In this regard I’ve been thinking about two European intellectuals of the middle of the last century, authors of books that have made a big impact on me. The first of them is Georges Lefebvre (1874–1959), the great expert on the French Revolution and one of the founders of “people’s history” or “history from the bottom.” The second is José Ortega y Gasset (1883-1955), the Spanish philosopher and literary critic. Between them they seem to me to have made a more probing analysis of the crisis of Hurricane Sandy than anything I have read in the contemporary press. When people tax me for spending too much times with old books—as opposed, perhaps, to the current offerings of the New York Review—I must answer with Milton. “Many a man lives a burden to the earth, but a good book is the precious lifeblood of a master spirit, embalmed and treasured up on purpose to a life beyond life.”
José Ortega y Gasset
Lefebvre was interested in the French peasantry, and in one his books he makes the following comparison. On the eve of the Revolution, he writes, the French peasant was like a man standing in a body of water that just reached the crest of his lower lip. So long as absolutely nothing troubled the waters of his subsistence economy, he could survive, if barely; the slightest ripple would swamp him. The book of Ortega y Gasset that most impressed me in my youth was his Revolt of the Masses (1930). It is justly famous for its prescient apprehension of the twin pathologies of its age, Fascism and Bolshevism. But what struck me at the time was what he said about automobiles, just about that time becoming something like a mass commodity. Modern Europeans, he said, are becoming entirely dependent upon the automobile. Yet not one driver in ten really understood the operation of the internal combustion engine. Modernity’s contract with convenience had rendered it subject in perpetuity to a technological indenture that only a small priestcraft could claim to understand.

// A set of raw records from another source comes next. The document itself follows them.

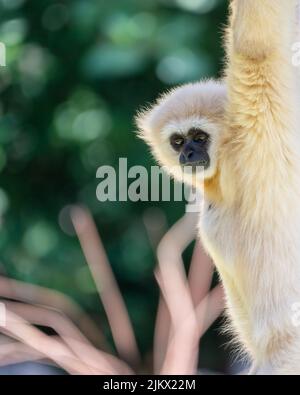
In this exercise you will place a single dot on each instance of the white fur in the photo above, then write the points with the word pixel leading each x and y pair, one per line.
pixel 252 229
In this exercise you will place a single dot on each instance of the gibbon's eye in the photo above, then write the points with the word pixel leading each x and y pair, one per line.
pixel 177 141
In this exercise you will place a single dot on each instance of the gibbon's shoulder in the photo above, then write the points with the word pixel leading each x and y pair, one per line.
pixel 202 99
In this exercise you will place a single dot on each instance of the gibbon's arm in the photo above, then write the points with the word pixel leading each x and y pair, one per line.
pixel 262 96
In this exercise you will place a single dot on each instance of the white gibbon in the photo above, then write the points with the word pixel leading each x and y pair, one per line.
pixel 245 132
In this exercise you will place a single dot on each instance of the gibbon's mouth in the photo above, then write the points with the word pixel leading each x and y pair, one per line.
pixel 199 165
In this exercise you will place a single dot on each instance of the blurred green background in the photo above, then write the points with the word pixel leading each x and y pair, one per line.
pixel 76 73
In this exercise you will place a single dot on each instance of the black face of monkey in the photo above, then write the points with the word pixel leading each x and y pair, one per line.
pixel 192 148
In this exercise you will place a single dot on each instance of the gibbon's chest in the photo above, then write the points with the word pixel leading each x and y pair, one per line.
pixel 218 231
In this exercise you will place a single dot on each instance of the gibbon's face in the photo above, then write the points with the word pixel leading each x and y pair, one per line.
pixel 183 128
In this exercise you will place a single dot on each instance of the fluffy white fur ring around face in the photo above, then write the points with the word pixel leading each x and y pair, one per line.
pixel 247 136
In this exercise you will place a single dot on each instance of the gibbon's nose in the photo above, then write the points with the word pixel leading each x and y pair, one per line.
pixel 186 157
pixel 190 157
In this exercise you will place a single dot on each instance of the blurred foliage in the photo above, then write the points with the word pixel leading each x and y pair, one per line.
pixel 76 73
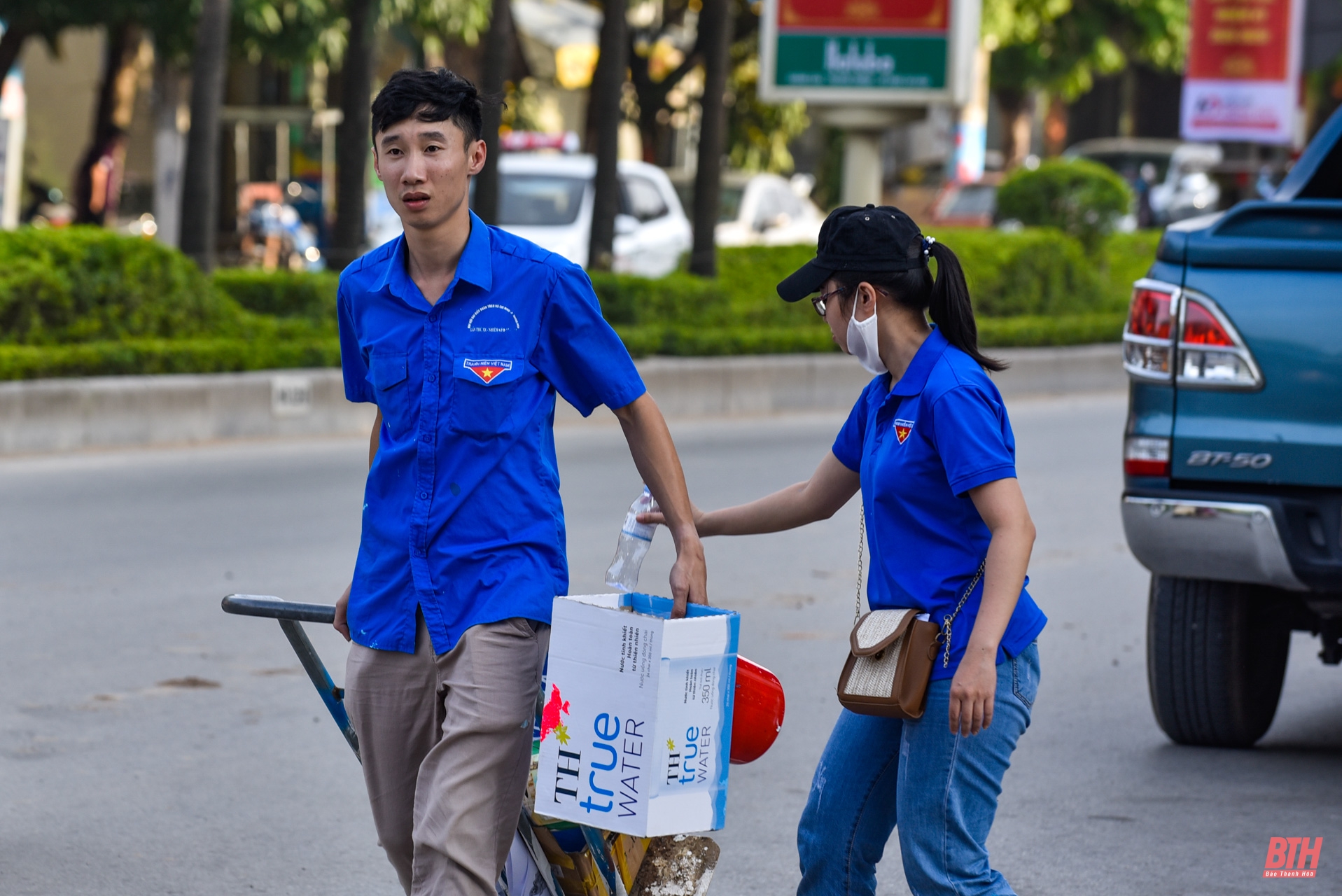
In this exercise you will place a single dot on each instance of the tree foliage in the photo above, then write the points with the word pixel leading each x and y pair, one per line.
pixel 757 132
pixel 1062 45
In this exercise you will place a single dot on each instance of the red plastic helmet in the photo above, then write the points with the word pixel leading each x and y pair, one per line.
pixel 757 713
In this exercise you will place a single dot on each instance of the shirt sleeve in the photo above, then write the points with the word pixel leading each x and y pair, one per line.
pixel 848 443
pixel 579 351
pixel 973 439
pixel 352 363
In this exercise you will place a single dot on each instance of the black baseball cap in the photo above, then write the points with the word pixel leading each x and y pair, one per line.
pixel 876 238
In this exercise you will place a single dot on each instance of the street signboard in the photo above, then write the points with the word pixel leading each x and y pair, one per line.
pixel 1243 70
pixel 867 52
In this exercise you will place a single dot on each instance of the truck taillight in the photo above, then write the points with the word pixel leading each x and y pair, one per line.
pixel 1147 456
pixel 1201 326
pixel 1147 338
pixel 1211 353
pixel 1208 354
pixel 1150 313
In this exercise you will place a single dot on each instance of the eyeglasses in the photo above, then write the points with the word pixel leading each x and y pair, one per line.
pixel 819 302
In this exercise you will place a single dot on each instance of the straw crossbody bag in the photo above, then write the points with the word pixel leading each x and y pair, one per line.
pixel 890 654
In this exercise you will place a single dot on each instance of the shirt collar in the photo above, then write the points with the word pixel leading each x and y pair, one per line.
pixel 916 377
pixel 474 266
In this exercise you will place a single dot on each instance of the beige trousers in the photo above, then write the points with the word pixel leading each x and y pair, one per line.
pixel 446 743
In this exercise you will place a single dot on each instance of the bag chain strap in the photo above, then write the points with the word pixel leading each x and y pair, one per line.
pixel 945 624
pixel 948 620
pixel 862 540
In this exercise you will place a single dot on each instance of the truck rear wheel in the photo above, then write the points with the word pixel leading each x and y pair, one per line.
pixel 1215 660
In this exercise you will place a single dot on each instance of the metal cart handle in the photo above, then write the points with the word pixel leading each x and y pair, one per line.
pixel 291 616
pixel 274 608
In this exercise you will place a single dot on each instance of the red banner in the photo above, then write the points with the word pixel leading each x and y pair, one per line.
pixel 1239 39
pixel 866 15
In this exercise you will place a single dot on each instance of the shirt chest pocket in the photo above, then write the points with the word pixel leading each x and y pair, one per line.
pixel 387 372
pixel 484 393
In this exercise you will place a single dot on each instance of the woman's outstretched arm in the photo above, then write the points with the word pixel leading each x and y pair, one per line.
pixel 807 502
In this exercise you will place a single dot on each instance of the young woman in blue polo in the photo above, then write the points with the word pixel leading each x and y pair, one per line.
pixel 932 449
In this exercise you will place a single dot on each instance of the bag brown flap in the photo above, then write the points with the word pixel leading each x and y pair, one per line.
pixel 879 632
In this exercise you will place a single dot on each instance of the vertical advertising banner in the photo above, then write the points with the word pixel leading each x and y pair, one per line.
pixel 1243 70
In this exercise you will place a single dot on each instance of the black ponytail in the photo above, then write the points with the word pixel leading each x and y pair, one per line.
pixel 951 309
pixel 945 297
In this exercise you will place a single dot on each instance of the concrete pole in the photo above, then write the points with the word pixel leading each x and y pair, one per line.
pixel 862 175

While the relevance of the maxims of Lefevbre and Ortega are merely suggestive in their application to Hurricane Sandy, the suggestion ought to be enough to alarm. The world’s population has now become so large, its urban population centers so dense, our systems of communication and transportation so heavily used and so interdependent as to render us all, like the French peasant of 1789, permanent brinksmen. A single pebble dropped into the water may not prove fatal, but it doesn’t take a great deal to swamp us. Close one tunnel under the Hudson River for a single day, and chaos will ensue. A blizzard in Chicago can mean disruption of a quarter of the flights coming out of Atlanta.

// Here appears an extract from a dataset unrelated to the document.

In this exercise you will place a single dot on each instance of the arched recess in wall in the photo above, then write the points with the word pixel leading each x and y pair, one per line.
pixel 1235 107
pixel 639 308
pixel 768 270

As for Ortega's automobile and its internal combustion engine, it was, comparatively speaking, a piece of cake. Even I understood it, sort of, up until about 1960 when its electronic augmentations began to transform auto mechanics into priestcraft. About the same time, I think, I heard for the first time the strange phrase “fossil fuel”—with or without the word “crisis” attached I cannot remember. What Hurricane Sandy demonstrated to millions—to the “masses” of old 1930s-speak—was our utter dependence upon a vast web of technology, some of it very high tech indeed, which few understand and fewer still can do much about. There are large areas of my vital daily “infrastructure” that I didn’t even know were there until they weren’t. We have some very large potential problems for which the suggested panacea—purchasing a gasoline-powered generator from Lowe’s—may prove inadequate. The questions, my friend, are blowin’ in the wind.